The beaver saw the flash of the sunlight on the stick and the sinister look in Joe's eye, and something told him that his hour had come. He had seen a beaver killed once by a falling limb, and he knew quite well how stiff and motionless he would be when the club had descended. All in a second the picture of his woodland lake and Beaver City flashed before him and there was Brighteyes, and the beaver kids all waiting expectantly for him; all the colony waiting for his home-coming that they might begin repairs upon the dam.

The sun had never shone so brightly in all his life as it did at that moment, and the murmur of a brook had never sounded so sweet in his ears. But some great lady in the far away city was waiting impatiently for her cloak, and the factor at the post was holding out two bright shillings, so Joe brought the club down with a mighty stroke.

But the love of life was strong in Shaggycoat, as it is in nearly all animate things, so, quick as a flash, he twitched his head to one side, and the club fell in the stream with a great splash, filling the trapper's eyes with water.

"By gar," ejaculated Joe, blowing the water from his mouth, and laying down the club to wipe his eyes. "You is one mighty slick beaver, that you is, but it wasn't smart of you to get into my trap. Dat time you was one pig fool." Then a sudden inspiration came to Joe.

"By gar," he exclaimed, "I good mind to pring you home to my leetle gal. How she laugh when she see you. You pehave, I do it. You bother me, I prain you."

Then Joe scratched his head and thought. How could it be done? Finally a plan came to him, for he went to the alder bushes and cut a crotched stick, and another stick which was straight. With the crotched stick, he pinned Shaggycoat's neck to the ground, while with a piece of buckskin thong taken from his pocket he made a tight fitting collar for the beaver's neck. Then with another piece of thong he bound his hind legs tightly together. When this had been done, he passed a stout stick through the collar and the other end of it, between the beaver's hind legs. He then loosed the trap, and, grasping the stick half-way between the collar and the thong on the hind legs, started off with the unhappy beaver, carrying him, so that all the landscape looked upside down.

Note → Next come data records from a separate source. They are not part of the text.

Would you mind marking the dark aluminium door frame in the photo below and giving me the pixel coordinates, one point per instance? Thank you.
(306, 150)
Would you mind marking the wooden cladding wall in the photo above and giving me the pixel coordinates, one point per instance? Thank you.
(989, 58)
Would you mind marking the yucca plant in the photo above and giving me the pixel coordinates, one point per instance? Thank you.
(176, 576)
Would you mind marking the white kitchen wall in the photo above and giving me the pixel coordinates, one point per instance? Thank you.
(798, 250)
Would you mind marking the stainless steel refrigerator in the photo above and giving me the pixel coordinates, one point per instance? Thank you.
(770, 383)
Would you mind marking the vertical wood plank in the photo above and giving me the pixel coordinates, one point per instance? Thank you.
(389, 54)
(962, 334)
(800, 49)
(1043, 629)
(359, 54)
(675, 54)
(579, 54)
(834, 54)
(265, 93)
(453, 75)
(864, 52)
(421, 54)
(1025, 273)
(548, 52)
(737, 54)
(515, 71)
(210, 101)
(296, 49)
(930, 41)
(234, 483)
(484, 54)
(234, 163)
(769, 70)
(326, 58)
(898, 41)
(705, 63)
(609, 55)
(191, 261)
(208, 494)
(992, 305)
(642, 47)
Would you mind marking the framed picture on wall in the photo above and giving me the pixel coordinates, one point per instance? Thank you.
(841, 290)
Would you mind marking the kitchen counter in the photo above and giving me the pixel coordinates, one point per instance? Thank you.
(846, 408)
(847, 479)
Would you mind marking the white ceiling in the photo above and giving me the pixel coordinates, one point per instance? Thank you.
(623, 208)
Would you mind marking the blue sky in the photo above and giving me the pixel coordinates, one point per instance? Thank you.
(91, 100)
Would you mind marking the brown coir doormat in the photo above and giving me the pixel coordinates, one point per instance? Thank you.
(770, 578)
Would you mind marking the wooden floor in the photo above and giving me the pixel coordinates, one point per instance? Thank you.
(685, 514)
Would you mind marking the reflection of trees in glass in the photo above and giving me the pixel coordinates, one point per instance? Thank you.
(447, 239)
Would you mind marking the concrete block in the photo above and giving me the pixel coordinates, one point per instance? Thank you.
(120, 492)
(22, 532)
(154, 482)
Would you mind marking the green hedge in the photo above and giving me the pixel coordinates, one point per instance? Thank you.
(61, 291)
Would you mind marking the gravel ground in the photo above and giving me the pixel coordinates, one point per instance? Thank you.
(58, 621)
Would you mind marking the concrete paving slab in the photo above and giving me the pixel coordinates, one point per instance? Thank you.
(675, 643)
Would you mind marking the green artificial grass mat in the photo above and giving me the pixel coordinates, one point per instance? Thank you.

At first, Shaggycoat struggled violently but whenever he struggled Joe tapped him on the nose with his club and he soon saw that his best course was to keep still and let his captor carry him wherever he would.

The stick through the collar choked him so that he could hardly breathe, and the thong on his hind legs cut into the muscles, but even these discomforts were better than the club from which he had so narrowly escaped, so he behaved very well for a wild thing and watched Joe's every motion, always with a view of making a break for freedom at the first opportunity. But there seemed little chance of escape as long as the stick held him stretched out at his full length so that he could not get at his fetters.

So the woods went by with the trees all upside down, sticking their tops into the sky.